Some tracks hurt horses more than others, Churchill Downs is one of them, and everybody in this beautiful-turned-rotten game knows it.

As far as chance and luck go, Churchill Downs is just lucky it doesn’t have a horror on its hands. …  As veteran Louisville Courier-Journal journalist Tim Sullivan has pointed out, 43 thoroughbreds have died of race-related injuries at Churchill Downs since 2016, a rate of 2.42 per 1,000 starts, which is 50 percent higher than the national average. Yet not until two weeks ago, amid scrutiny of its track record in the wake of the Santa Anita debacle, did Churchill Downs move to institute any common-sense reforms. It will install an equine medical center and surveillance cameras in barns and advocate for medication reform. That’s a start.

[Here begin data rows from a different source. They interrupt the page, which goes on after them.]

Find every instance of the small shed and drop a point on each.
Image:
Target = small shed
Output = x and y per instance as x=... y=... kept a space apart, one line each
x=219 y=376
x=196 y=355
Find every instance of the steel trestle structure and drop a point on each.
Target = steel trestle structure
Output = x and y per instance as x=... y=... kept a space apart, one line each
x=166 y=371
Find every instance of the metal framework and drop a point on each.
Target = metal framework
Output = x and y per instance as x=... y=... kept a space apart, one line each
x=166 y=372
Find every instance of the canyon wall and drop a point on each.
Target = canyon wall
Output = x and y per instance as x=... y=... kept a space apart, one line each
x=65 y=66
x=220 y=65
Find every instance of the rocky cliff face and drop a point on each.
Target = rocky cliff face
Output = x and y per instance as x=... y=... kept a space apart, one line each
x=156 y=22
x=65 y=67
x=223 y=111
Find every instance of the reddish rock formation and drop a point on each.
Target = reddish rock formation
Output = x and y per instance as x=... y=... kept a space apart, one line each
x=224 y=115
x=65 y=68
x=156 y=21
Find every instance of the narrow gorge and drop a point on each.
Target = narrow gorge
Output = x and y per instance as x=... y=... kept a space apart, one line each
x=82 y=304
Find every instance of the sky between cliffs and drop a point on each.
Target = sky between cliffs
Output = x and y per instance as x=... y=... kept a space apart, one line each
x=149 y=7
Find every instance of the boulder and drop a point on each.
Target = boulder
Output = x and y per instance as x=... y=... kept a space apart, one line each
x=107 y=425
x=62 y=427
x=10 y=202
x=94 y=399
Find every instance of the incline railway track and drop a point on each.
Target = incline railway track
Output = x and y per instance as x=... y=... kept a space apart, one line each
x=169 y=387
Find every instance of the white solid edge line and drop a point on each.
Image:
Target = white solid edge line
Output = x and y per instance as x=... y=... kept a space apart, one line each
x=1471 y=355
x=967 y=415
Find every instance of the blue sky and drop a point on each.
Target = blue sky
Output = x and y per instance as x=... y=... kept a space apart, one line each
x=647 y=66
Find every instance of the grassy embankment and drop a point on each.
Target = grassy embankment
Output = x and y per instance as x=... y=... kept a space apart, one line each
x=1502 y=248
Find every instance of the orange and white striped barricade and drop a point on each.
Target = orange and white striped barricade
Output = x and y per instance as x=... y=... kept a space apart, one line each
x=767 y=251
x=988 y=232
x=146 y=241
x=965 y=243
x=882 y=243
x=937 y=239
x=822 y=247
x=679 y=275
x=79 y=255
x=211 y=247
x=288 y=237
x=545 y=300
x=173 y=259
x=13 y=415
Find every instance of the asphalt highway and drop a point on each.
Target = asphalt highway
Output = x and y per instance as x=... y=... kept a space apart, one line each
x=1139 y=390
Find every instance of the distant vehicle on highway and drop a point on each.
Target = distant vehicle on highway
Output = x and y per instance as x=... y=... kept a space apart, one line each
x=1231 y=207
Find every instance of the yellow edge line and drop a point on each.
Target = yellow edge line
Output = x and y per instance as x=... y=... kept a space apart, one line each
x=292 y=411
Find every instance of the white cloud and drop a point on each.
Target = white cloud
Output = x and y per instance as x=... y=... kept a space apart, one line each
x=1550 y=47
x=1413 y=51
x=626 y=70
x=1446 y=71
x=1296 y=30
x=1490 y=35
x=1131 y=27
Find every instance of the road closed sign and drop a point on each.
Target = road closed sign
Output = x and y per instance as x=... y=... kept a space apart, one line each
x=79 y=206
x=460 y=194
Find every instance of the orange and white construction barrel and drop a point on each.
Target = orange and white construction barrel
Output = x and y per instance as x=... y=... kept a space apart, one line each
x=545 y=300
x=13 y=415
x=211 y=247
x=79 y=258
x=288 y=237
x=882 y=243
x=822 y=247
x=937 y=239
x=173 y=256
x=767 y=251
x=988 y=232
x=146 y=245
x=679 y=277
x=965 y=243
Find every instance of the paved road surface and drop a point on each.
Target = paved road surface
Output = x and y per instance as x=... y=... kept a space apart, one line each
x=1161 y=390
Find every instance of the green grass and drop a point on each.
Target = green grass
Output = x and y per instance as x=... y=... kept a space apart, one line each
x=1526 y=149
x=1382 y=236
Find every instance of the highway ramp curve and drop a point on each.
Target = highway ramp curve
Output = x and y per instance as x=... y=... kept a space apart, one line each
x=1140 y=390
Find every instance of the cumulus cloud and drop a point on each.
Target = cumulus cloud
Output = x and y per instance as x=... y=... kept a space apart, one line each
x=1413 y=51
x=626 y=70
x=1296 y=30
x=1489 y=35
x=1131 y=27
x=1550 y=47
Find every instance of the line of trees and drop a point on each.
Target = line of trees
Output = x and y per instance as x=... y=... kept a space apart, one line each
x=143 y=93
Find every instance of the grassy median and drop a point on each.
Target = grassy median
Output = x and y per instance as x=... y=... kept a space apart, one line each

Jenkins clearly loves horse racing, and loves horses. And she sounds like she’s coming to the conclusion that if she wants to continue loving horses, she has to stop loving horse racing.

We see this story everywhere we turn: the human children at the U.S./Mexico border, or drinking water in Flint, Michigan; the racing greyhounds; the hordes of near-starving feral cats domesticated and then abandoned in cities all over the world; the ever-growing number of extinct or near-extinct species.

I don’t know any way to talk about this without cliché, but this one, like so many clichés, is a truth that needs to be universally acknowledged. We are all connected; we rely on each other. To respect and value variety and comfort in human bodies is to respect and value variety and comfort in animal bodies. And to monetize and commoditize bodies is to demean us all.

The only Kentucky Derby result anyone should be happy about is that the horses made it safely back to the barns — this time.